Why are video view counts misleading in 2026

Platforms count autoplay, muted scrolls, and three-second exposures as views. The number is inflated and disconnected from actual engagement. A 10,000-view video can mean nothing if completion is one percent. See video marketing Belgium and the HubSpot view-metric breakdowns.

What metrics actually show video relevance

Completion rate, repeat views, saves, unprompted messages, and shares that mention recognition. Those signals correlate with business outcomes. A hundred genuinely engaged viewers outperform ten thousand passive ones every time. See consistency over viral and the Wyzowl engagement-metric data.

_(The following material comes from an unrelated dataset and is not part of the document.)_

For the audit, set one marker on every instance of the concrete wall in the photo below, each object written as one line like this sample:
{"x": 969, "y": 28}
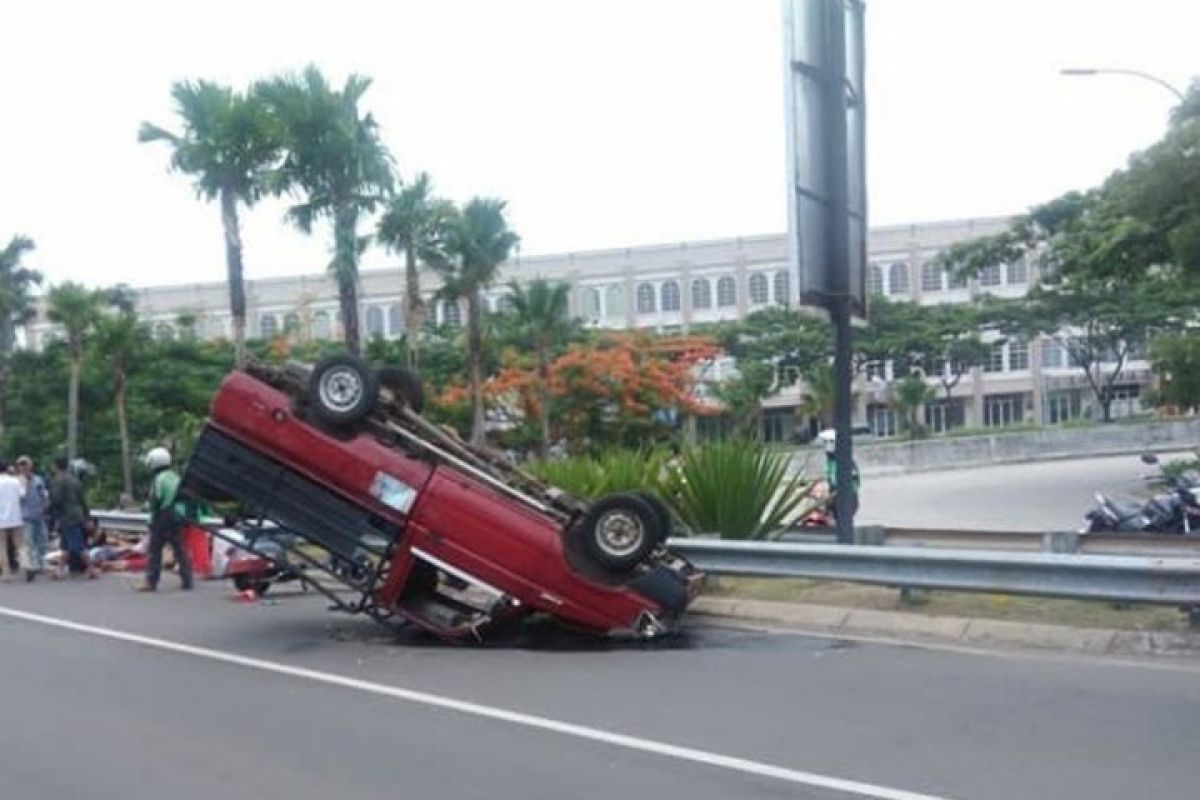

How do you build video for relevance instead of reach

Build for specificity: specific audience, specific problem, specific solution. Cut generic inspiration. Repeat themes that work. Shorter and tighter beats longer and broader. Read short-form for companies and the LinkedIn relevance-first research.

Should you stop reporting view counts to leadership

No, but reframe them. Pair view counts with completion rate, click-through, and downstream action. Leadership starts caring about the right metrics when you show the gap between raw views and actual impact. Read video as growth driver and the Think with Google reporting playbook.

Is relevance harder to achieve than reach

Yes. Relevance requires choosing your audience and excluding others. It feels riskier than chasing scale. But the people who engage are the ones who matter: buyers, candidates, partners. Quality scales differently than quantity. See stop performing piece and the Wyzowl audience-fit research.